Weil jetzt vor allem passive Einnahmen durch Werbung und Affiliate-Links reinkommen, kann ich genau über die Dinge schreiben, die ich mag. Ab und an kommen bezahlte Kooperationen dazu. Hinter diesen stehe ich – wie auch zu meinen anderen Blogposts.

Das Hauptziel des Blogs war 2010 eigentlich ein anderer: Mein SEO-Wissen anwenden, das ich mir beim Schreiben meiner Bachelor-Arbeit aneignete. Zum Glück kam es zu keinem reinen SEO-Mamablog. Das wäre sehr, sehr öde.

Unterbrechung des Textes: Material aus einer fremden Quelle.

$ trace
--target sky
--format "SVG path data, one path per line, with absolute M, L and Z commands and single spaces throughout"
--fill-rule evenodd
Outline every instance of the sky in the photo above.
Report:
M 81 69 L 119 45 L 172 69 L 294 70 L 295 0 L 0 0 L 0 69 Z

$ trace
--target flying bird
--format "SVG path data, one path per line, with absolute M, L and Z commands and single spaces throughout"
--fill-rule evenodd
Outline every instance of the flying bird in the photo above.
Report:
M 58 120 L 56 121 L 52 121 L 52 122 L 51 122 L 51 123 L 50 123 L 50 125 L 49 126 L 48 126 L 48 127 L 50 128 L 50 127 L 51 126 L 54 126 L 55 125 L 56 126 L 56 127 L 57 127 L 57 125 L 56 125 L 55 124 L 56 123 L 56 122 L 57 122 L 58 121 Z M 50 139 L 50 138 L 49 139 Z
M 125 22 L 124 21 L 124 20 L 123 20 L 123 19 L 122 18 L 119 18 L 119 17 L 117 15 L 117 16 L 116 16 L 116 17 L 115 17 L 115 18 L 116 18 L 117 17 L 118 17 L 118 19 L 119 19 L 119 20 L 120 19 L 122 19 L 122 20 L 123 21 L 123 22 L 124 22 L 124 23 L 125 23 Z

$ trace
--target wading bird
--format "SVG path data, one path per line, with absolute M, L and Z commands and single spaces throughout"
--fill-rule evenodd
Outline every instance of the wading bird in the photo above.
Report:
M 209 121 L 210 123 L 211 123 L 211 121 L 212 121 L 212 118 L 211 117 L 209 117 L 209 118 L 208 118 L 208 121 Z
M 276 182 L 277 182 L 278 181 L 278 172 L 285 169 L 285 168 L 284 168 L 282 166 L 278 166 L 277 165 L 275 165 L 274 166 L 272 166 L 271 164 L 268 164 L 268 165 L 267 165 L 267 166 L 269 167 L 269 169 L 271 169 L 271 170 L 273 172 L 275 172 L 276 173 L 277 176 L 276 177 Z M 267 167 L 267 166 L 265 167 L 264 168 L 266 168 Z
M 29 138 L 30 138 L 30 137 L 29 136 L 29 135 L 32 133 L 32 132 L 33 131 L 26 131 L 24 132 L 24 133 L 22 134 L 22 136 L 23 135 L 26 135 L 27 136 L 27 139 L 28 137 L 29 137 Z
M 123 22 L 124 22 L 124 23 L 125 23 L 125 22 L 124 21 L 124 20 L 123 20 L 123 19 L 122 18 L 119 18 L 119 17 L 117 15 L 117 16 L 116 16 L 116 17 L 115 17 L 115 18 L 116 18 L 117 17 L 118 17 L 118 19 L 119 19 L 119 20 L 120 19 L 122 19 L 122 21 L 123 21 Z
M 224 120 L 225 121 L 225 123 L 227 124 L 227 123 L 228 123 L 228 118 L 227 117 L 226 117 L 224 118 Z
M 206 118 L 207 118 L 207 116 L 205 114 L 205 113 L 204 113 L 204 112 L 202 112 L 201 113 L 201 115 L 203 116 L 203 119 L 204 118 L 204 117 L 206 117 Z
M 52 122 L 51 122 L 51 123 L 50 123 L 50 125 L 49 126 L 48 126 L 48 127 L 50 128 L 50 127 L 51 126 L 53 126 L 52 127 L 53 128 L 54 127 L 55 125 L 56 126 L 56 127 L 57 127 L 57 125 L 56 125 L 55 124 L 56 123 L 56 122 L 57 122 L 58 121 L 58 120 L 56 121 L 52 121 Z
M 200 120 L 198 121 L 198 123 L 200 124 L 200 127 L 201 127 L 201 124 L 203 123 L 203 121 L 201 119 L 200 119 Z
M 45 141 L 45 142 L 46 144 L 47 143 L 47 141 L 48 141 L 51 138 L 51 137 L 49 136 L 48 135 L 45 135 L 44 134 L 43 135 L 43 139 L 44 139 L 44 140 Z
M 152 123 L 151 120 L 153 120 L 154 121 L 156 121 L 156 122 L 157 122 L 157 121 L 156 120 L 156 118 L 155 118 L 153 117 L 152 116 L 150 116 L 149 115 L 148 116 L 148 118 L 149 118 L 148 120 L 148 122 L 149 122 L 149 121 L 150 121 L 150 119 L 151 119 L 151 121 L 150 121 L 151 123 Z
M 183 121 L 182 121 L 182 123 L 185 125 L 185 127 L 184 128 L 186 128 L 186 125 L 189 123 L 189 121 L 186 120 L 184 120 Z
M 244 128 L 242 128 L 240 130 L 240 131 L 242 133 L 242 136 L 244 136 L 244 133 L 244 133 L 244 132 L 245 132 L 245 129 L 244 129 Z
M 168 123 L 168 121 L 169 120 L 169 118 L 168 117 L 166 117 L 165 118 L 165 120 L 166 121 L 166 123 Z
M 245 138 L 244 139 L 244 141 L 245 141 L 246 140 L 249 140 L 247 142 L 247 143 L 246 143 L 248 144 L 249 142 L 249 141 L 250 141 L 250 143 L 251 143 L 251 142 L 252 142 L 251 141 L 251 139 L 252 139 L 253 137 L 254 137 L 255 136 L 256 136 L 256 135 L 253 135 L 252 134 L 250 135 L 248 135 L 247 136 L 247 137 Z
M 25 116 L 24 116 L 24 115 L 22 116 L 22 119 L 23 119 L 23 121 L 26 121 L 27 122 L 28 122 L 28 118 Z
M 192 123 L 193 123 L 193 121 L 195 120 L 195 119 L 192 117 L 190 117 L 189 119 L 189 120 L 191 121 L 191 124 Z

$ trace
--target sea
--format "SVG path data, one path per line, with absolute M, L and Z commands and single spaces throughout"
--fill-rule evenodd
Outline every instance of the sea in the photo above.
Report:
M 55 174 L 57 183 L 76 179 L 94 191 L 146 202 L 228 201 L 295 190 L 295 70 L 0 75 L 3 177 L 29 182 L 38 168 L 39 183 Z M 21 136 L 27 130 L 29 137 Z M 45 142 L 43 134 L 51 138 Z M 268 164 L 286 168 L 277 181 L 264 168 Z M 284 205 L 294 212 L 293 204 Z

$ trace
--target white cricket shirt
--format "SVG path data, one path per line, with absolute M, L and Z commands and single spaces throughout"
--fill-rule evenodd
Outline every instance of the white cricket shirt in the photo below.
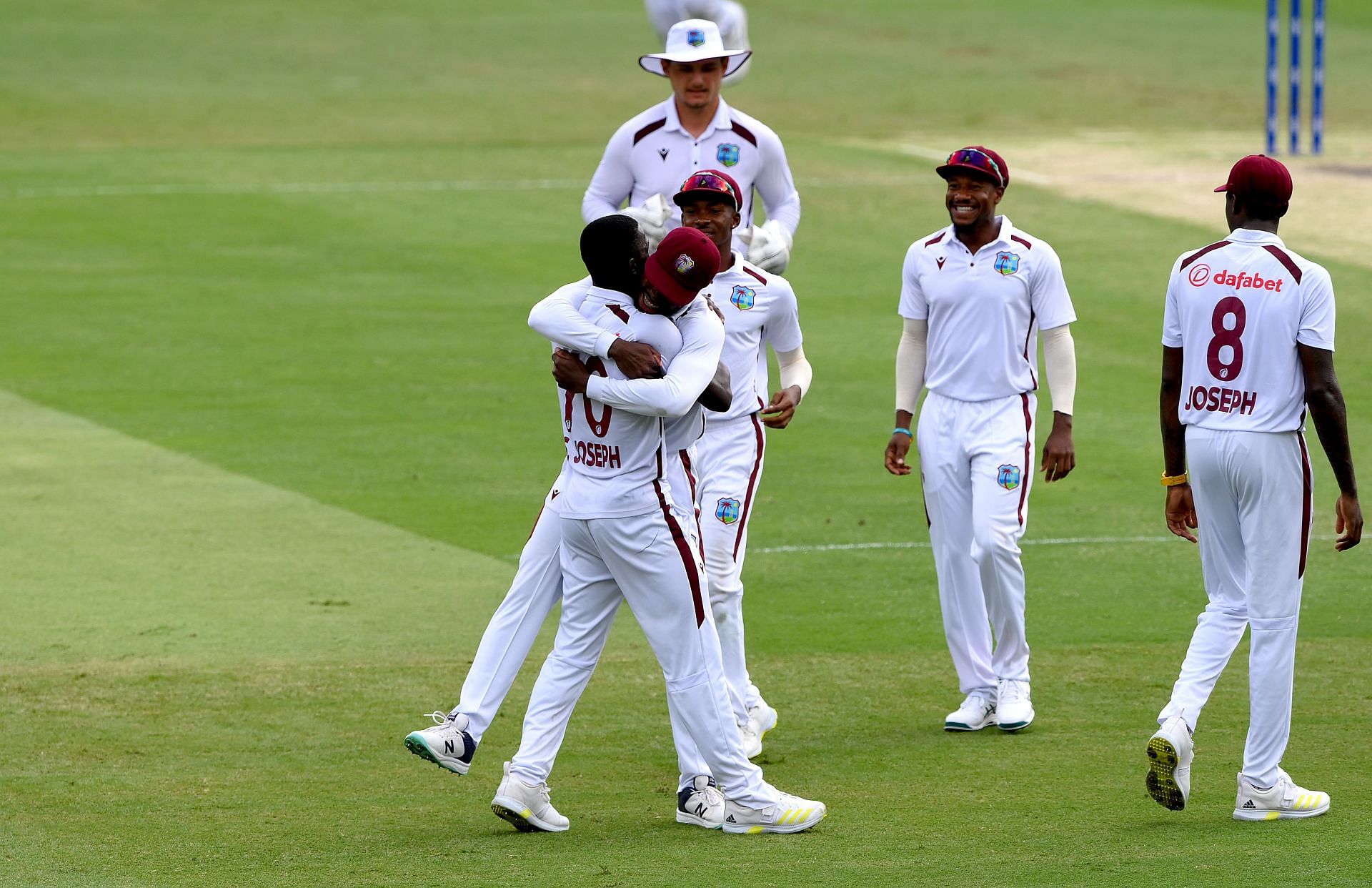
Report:
M 681 332 L 660 314 L 645 314 L 620 292 L 590 288 L 582 314 L 605 329 L 652 344 L 670 361 Z M 593 357 L 591 373 L 623 377 L 612 360 Z M 587 394 L 563 393 L 567 483 L 563 517 L 622 517 L 661 508 L 654 482 L 663 478 L 665 430 L 659 416 L 616 410 Z
M 781 139 L 766 124 L 723 99 L 709 128 L 700 139 L 682 128 L 676 99 L 670 97 L 620 126 L 605 145 L 605 155 L 582 198 L 582 218 L 587 222 L 619 213 L 624 199 L 641 206 L 656 194 L 667 198 L 672 217 L 667 229 L 678 228 L 681 207 L 672 196 L 697 170 L 724 170 L 742 191 L 738 209 L 742 222 L 734 231 L 734 248 L 746 247 L 738 240 L 753 220 L 753 191 L 763 199 L 768 220 L 778 220 L 794 235 L 800 225 L 800 194 L 786 163 Z
M 1172 266 L 1162 344 L 1184 350 L 1184 424 L 1302 428 L 1305 371 L 1297 343 L 1334 351 L 1334 284 L 1276 235 L 1239 228 Z
M 764 272 L 734 253 L 734 264 L 715 274 L 709 294 L 724 314 L 724 350 L 720 360 L 729 368 L 734 401 L 726 413 L 711 413 L 709 421 L 750 416 L 770 399 L 767 346 L 793 351 L 801 346 L 796 291 L 779 274 Z
M 1077 320 L 1062 262 L 1004 215 L 975 255 L 952 225 L 906 253 L 900 314 L 929 321 L 925 387 L 958 401 L 1034 391 L 1039 329 Z

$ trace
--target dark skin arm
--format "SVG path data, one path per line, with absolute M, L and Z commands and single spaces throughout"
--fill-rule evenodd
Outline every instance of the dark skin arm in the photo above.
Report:
M 1349 452 L 1349 414 L 1343 406 L 1343 390 L 1334 373 L 1334 353 L 1297 343 L 1301 368 L 1305 371 L 1305 402 L 1310 420 L 1320 435 L 1320 446 L 1329 458 L 1334 480 L 1339 484 L 1339 498 L 1334 502 L 1334 530 L 1340 534 L 1334 548 L 1351 549 L 1362 539 L 1362 506 L 1358 505 L 1358 484 L 1353 475 L 1353 454 Z
M 1187 471 L 1187 434 L 1179 413 L 1181 408 L 1181 349 L 1162 347 L 1162 391 L 1158 395 L 1158 416 L 1162 423 L 1162 471 L 1184 475 Z M 1163 506 L 1168 530 L 1183 539 L 1196 541 L 1191 533 L 1196 527 L 1196 505 L 1191 484 L 1168 487 Z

Schreiben und ich: Seit 2010 auf Mamaskind.de, woanders noch viel länger. Jetzt auch Geschichten. - Was der Schreibkurs mit mir macht. Mehr auf Mamaskind.de
Schreiben und ich: Seit 2010 auf Mamaskind.de, woanders noch viel länger. Jetzt auch Geschichten. – Bild: Nadine Redlich @Potsdamomente

Mamaskind ist kein Magazin

Von diesen gibt es immerhin einige und den einen finde ich so austauschbar wie den anderen. Schnell merkte ich, dass ich kein Mama-Magazin schreiben wollte. Ich möchte in jedem Blogpost meine eigene Meinung darstellen und nicht – wie in einem Magazin-Beitrag üblich – einen Standpunkt von allen Ecken beleuchten müssen.

Ich teile meine eigenen Erfahrungen, weshalb man schon aus diesem Grund nicht erwarten kann, dass z. B. mein Beitrag über ein Auto für drei Kinder sämtliche Automarken beleuchtet. Ab und kann kommt mal jemand daher, der das gerne hätte. Jedoch sind dafür meine Kapazitäten – Bloggen als Nebenjob und vor allem als Hobby – nicht ausreichend.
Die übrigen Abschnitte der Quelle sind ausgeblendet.